Ottime invece le prestazioni dei comprimari con minuti di qualità sia da Watanabe, che migliora costantemente nella lettura difensiva e nelle interpretazioni offensive, sia dallo stoico Okogie, mastino difensivo che mette in campo un’ intensità sempre costante, cercando spesso il rimbalzo offensivo e facendosi trovare pronto sugli scarichi del Playmaker designato Devin Booker; sua una delle triple che sul finale ha fatto atterrare su piattaforma vincente la squadra dell’Ariziona.

Golden State

Per la Dub Nation il discorso si complica, ma soggiace comunque ad una dimensione simile a quella dei Suns.
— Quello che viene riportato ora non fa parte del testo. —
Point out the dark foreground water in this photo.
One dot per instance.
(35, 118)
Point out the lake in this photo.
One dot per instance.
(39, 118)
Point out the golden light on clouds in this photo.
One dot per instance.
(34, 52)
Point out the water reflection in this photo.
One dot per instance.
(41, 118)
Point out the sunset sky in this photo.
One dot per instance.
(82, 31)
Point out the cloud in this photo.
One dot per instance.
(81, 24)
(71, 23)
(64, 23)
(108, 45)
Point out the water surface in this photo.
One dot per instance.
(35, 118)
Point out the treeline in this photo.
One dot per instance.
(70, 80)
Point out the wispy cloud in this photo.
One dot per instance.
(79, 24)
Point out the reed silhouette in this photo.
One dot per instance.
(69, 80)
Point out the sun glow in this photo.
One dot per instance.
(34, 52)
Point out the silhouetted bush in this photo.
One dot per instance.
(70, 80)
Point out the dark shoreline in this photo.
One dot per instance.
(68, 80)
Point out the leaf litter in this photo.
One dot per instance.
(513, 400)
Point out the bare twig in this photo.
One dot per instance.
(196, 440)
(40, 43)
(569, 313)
L’ arrivo del Point God, Chris Paul può porre determinate problematiche. Il quasi 38 enne arriva in una squadra che ha poco contatto con quella che è la sua interpretazione del gioco ed è possibile che il lavoro di adattamento del giocatore alla squadra, e viceversa, duri qualche mese. Probabile che questa previsione invecchi malissimo, senza alcun dubbio; ma risulta chiaro quanto Paul debba in qualche maniera rimodulare il suo gioco, senza però snaturarlo. Sembrerebbe infatti utile in alcuni frangenti smorzare il flusso dirompente della squadra di Coach Kerr, che ha e ha avuto in passato la tendenza a “straripare” senza poi riuscire a ricomporre gli argini.

L’estrema nota positiva è il terzo quarto di Golden State, con le rotazioni terremotate dal problema di falli per Steph; gli Warriors sono stati capaci di recuperare un punteggio che li vedeva sotto di 15, e portarsi all’apertura dell’ultimo quarto di gioco con 6 lunghezze sugli avversari; dilapidate poi negli ultimi 12 minuti.

Menzione d’onore per Kevon Looney, che migliora costantemente ed è ormai capacissimo di sfruttare quei piccoli e pochi spazi che una squadra così estrema gli concede, concludendo al ferro con autorevolezza e riequilibrando, nei limiti del “KERRpossibile”, il ritmo dentro fuori della squadra californiana.

Al netto delle analisi forse troppo premature, salta all’occhio una partita sibaritica del secondo violino offensivo Klay Thompson; che sembra addirittura nascondersi anche nei momenti di assenza della superstar, ossia quando ci si aspetterebbe un salto di qualità e una presa di responsabilità da parte del tiratore 4 volte campione NBA.

La stagione è lunga, lunghissima; e la NBA così come la pallacanestro in generale ci ha insegnato che la volubilità degli dei del basket è sempre ampia e marcata; questo non può che renderci speranzosi, nel poggiare la schiena sul divano, di essere smentiti e stupiti da quel che sarà la strada verso i playoff, in questa stagione 2023-2024 al suo primissimo vagito.